8\. Paul English on recruiting (I’m paraphrasing this from a meeting I had
with him and some pieces from this interview): When someone mentions the name
of a person that they’ve worked with that they think is exceptional, a little
clock starts ticking in my head. My world goes to black and white, and this
clock is in color. From when the clock starts, I give myself seven days to
track them down, back channel, get them in for two series of interviews that
are intense and focused, and make an offer and have them accept it. That's
seven days from when I hear the person's name.

9\. At least one of the co-founders needs to be passionate about recruiting
because that absolutely makes all the difference in the world.

10\. When Paul started Kayak, one thing that was very important to him was
building something that his friends could use. Before Kaya, when people asked
"What do you do?", his response was "I work in an operations research group at
data general, and we're studying advanced processes for doing disc drive
manufacturing." Clearly, unlikely to be fascinating to most people. With Kayak
he wanted it to be different. I have had almost precisely this experience. For
my current startup, I wanted to work on something that when random strangers
asked me what I did, I wanted a decent chance that the answer would be
relevant to them.

11\. “I had sold two companies. I didn't want to sell a company again. So my
venture guys would sometimes say, "You know, explore it." And I'd have the
meeting knowing in my mind that there is no way I am going to sell this
company.”

12\. When Paul was hiring his early team, he refused to hire people from the
travel industry. He didn’t want travel people, he wanted consumer product
people.

13\. One of Paul’s investors said, “You’ll name this company Kayak over my
dead body.” Paul: “Thanks for the input.”
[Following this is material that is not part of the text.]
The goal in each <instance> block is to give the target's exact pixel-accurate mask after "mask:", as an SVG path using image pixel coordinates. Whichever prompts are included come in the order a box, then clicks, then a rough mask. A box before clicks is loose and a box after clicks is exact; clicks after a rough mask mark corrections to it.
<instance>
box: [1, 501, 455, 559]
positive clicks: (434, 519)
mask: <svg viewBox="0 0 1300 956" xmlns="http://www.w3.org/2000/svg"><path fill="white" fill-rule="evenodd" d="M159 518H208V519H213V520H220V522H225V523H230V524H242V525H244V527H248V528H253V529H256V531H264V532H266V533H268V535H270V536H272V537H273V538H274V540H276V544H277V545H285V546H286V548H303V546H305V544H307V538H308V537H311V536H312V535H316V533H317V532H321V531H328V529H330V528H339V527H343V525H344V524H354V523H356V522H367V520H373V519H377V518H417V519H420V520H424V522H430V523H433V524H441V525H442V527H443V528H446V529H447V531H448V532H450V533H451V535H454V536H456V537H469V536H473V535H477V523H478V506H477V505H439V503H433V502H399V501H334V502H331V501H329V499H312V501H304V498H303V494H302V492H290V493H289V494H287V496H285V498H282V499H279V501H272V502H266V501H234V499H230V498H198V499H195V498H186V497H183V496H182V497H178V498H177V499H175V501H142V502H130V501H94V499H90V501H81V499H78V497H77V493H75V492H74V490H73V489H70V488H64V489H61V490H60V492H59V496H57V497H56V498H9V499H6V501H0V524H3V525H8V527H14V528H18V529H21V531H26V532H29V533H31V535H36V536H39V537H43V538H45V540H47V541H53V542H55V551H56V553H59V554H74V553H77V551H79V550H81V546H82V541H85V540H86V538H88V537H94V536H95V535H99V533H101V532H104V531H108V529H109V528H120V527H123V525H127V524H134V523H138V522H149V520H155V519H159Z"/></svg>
14\. The Red Phone: Paul found the most obnoxious, loud-ringing red phone he
could find and plugged it in right in the engineering office. About 30% of the
time, when a Kayak web visitor saw a support phone number on the website, it
was the number of that phone. The idea was to build a culture that was
centered around the customer.

15\. “I guess this is the first time I'm talking about this. But I'm at the
beginning of a new project, which will be my next 10 year project. I'll be at
Kayak, of course, pushing it, pushing it, but I'm starting a new project that
has an audacious goal of creating free low-bandwidth Internet for the whole
continent of Africa. [This super-cool.]

16\. In an uncharacteristic moment, I actually asked Paul a question in the
session about how his advice around recruiting as a company grows from 5 to 50
to 500 people. He had two points: First, make sure you identify the stars. He
does this by asking people on his team who the brightest people they’ve worked
with is. Then, make sure that they know how much emphasis you put on the team
and go after them — aggressively.

17\. If you visit Kayak.com and hit the feedback button, you will get a
response via email. Kayak responds, individually, to every email. That’s
impressive. What is crazy-impressive is that the email response comes from
either Paul or someone on the engineering team. He gets flack for using a
$150k/engineer to answer support emails when the rest of the world is
outsourcing it for $8/hour or something. Why does he do this? Because, when
engineers respond to support issues, when the same issues arise time and time
again, they are more likely to stop what they are doing and go fix the problem
so that they don’t have to answer that same question again. And, because it
sends a message to the entire team that they take these issues very seriously.